Exploring Gender Diversity in the Ancient World

Exploring Gender Diversity in the Ancient World PDF Author: Surtees Allison Surtees
Publisher: Edinburgh University Press
ISBN: 1474447074
Category : History
Languages : en
Pages : 280

Book Description
Explores how binary gender and behaviours of gender were actively challenged in classical antiquityProvides a focus on gender on its own terms and outside the context of sex and sexuality Offers an interdisciplinary approach, appealing to Classicists, Ancient Historians, and Archaeologists, as well as audiences working outside the ancient world, in Gender Studies, Transgender Studies, LGBTQ+ Studies, Anthropology, and Women's StudiesCovers a broad time period (6th c.
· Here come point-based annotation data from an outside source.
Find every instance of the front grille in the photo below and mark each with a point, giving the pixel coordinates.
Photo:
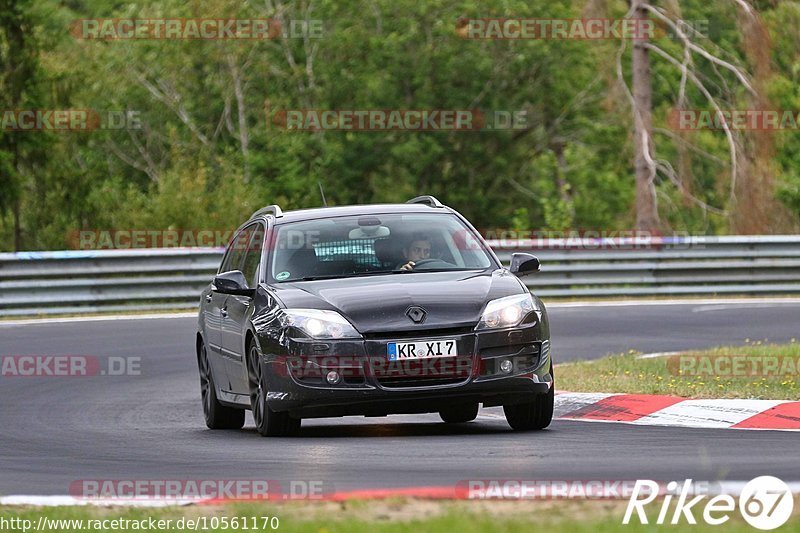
(421, 381)
(422, 373)
(418, 333)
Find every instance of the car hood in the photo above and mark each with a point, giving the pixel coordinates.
(379, 303)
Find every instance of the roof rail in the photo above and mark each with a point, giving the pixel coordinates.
(427, 199)
(273, 210)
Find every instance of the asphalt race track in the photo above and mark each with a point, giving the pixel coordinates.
(54, 431)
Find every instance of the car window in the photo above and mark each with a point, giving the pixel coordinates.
(374, 244)
(236, 250)
(253, 257)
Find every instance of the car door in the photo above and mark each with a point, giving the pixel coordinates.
(213, 304)
(216, 303)
(239, 310)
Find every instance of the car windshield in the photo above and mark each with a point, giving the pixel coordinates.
(373, 244)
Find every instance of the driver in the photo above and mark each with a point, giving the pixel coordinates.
(418, 248)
BCE - 3rd c. CE) and addresses both textual evidence and material culture (vases, sculpture, wall painting)Provides history of gender identities and behaviours previously ignored or suppressed by disciplinary practicesGender identity and expression in ancient cultures are questioned in these 15 essays in light of our new understandings of sex and gender. Using contemporary theory and methodologies this book opens up a new history of gender diversity from the ancient world to our own, encouraging us to reconsider those very understandings of sex and gender identity. New analyses of ancient Greek and Roman culture that reveal a history of gender diverse individuals that has not been recognised until recently.Taking an interdisciplinary approach these essays will appeal to classicists, ancient historians, archaeologists as well as those working in gender studies, transgender studies, LGBTQ+ studies, anthropology and women's studies.